The novelist Prosper Mérimée said of the great historian Joseph-Arthur Gobineau: "He has the bump of comic observation." Sébastien Japrisot too was gifted with that bump, and he possessed several others – suspense, humour, and the twin bumps of grandeur and pity, vulgarity and elegance. Above all, he had the triple bump of novelist, screenwriter and film director. Yet he was the least "bumptious" of artists, rarely seeking the limelight and seemingly indifferent to the praise and the blame of critics, who in the end seldom bothered to review his books or his films seriously.

He claimed not to read the books of his contemporaries, which may partly explain why he was in later life so unjustly neglected. He preferred British authors: G.K. Chesterton was one of his favourites, and he claimed his only bedside books were Alice in Wonderland and Hemingway's Cinquante mille dollars (the 1928 French collection of "Fifty Grand" and other stories) – "all a writer needs to read in order to write well". Perhaps that was also why he never won the Prix Goncourt for literature: the selection committee was dominated by writers he detested, and he said so.

Yet he was always a popular novelist of distinction, with an instantly recognisable style and great story-telling techniques: he might be called the Graham Greene of France. Whenever one of his new books appeared, there was the usual debate among those sobersides the literary critics: "Is this literature or not literature? Is it mystery or crime or not?" The same arguments once raged round the work of his master Georges Simenon, whose complete works lined the walls of Japrisot's bedroom.

Japrisot was too bewilderingly multi-talented, a man who enjoyed writing and the art of making films: much of his work was filmed, and he wrote excellent screenplays for great directors such as Costa-Gavras and René Clément. In 1983, he won a César for the adaptation of his novel L'Eté meurtrier (One Deadly Summer), the fine film by Jean Becker, with Isabelle Adjani, Alain Souchon, Suzanne Flon, and Michel Galabru.

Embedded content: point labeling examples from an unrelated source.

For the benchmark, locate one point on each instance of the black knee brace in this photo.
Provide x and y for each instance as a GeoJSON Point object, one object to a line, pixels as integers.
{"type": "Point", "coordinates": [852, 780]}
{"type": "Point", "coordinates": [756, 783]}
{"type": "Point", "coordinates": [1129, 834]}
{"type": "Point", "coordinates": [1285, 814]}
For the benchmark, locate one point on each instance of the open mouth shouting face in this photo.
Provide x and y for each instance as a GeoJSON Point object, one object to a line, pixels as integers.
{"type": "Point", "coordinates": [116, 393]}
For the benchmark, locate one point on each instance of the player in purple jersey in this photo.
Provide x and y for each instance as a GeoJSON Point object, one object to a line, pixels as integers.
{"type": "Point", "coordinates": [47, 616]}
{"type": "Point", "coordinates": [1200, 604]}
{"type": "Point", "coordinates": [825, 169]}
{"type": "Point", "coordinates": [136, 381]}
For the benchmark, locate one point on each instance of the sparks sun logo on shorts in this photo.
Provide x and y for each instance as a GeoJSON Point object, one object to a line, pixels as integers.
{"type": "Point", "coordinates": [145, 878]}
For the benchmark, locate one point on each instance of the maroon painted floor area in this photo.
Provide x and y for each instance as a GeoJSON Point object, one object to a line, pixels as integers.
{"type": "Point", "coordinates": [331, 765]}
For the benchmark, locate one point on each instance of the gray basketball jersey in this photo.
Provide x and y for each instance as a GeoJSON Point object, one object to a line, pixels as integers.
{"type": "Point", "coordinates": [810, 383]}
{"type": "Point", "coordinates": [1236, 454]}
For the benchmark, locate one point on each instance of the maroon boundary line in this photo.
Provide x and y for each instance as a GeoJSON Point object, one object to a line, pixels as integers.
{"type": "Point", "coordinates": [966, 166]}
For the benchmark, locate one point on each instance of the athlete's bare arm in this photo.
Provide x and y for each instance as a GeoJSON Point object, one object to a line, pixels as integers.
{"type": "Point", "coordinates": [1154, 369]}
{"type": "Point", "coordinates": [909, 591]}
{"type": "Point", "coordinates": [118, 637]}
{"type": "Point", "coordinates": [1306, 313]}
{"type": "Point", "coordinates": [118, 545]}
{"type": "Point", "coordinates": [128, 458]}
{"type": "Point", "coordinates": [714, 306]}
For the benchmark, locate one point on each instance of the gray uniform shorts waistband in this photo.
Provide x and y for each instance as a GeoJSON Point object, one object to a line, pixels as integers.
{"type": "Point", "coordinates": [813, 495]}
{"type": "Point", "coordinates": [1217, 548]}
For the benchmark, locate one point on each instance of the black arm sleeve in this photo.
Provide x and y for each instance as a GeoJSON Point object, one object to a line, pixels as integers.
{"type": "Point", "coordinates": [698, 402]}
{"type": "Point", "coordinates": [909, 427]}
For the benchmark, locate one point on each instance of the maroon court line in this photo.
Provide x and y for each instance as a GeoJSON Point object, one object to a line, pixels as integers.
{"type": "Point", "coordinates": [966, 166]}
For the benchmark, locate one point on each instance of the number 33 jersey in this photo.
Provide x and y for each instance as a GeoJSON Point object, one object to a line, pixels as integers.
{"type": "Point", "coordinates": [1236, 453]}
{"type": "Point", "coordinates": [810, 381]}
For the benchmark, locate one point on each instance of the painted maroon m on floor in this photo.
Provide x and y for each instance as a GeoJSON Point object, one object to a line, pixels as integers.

He was born Jean-Baptiste Rossi: anagram maniacs will soon spot the ingenuity of verbal play in the transformation of his name into Sébastien Japrisot – a surname borne by no one else by a man like no one else. He was a man of the south, son of an immigrant Neapolitan family from the Latin quarter of Marseilles, where all the great French talkers come from. His father had abandoned his wife and their six-year-old son and, for years after, his mother festooned men's underwear on her washing line in a vain attempt to disguise her husband's defection. Jean-Baptiste was sent to school with the Jesuits, always a promising start for rebellious individualists. But they taught him to write well, with a good training in the classics. He went on to study philosophy at the Sorbonne, a subject that bored him stiff. He skipped lectures in order to write.

He wrote his first novel, Les Mal-Partis (The False Start), when he was 17. It is a mesmerising tale of a 14-year-old boy who has a passionate love affair with a nun, one that ends almost in tragedy. It was published in 1950, and caused a scandal among the bien pensants and the clergy. But it was a great popular and critical success. In Britain it was extolled by Marghanita Laski and The Times Literary Supplement, which declared: "It has a tenderness and sincerity that make Les Mal-Partis a very remarkable first novel." In America, it sold 800,000 copies in three weeks.

This success led to Rossi's being put under contract to translate J.D. Salinger's 1951 novel The Catcher in the Rye and the later short stories. Inevitably Les Mal-Partis was compared with Raymond Radiguet's Le Diable au Corps (The Devil in the Flesh) of 1923; but that work now has an air of faded, almost sentimental, modishness, while Rossi's work endures in all its youthful freshness, because of its exemplary construction and depiction of character and its wartime setting of France in 1944.

For the six novels that followed, and their accompanying screenplays, he used his pseudonym Sébastien Japrisot. Among them we find Compartiment tueurs (The Sleeping Car Murders, 1962), which became Costa-Gavras's first film, in 1965, starring Yves Montand and Simone Signoret; La Dame dans l'auto avec des lunettes et un fusil (The Lady in the Car with Glasses and a Gun, 1966), shot in the same year in Britain by Anatole Litvak with Oliver Reed and Bernard Fresson framing Samantha Eggar. His thriller Piège pour Cendrillon (A Trap for Cinderella), was filmed by André Cayatte in 1965.

Japrisot's big novel Là-haut les tambours ("Drums on the Heights"), which he had intended to be his last, remained half-finished on his death. "Then I'll hang up my gloves. I think I'll be happier when I've finished with all that," he said in a radio interview, in a voice pathetically broken and hoarse from excess of alcohol and tobacco. "Treat everything with derision: it's the only way to counter misfortune," he said, bitterly.

His new film, Effroyables jardins (Appalling Gardens), is due to be released at the end of this month. His 1991 pacifist novel of the First World War, Un long dimanche de fiançailles (A Very Long Engagement), is being filmed by Jean-Pierre Jeunet. All Japrisot's crime novels are about to be published in an omnibus volume. His very earliest work has recently been published as Ecrit par Jean-Baptiste Rossi.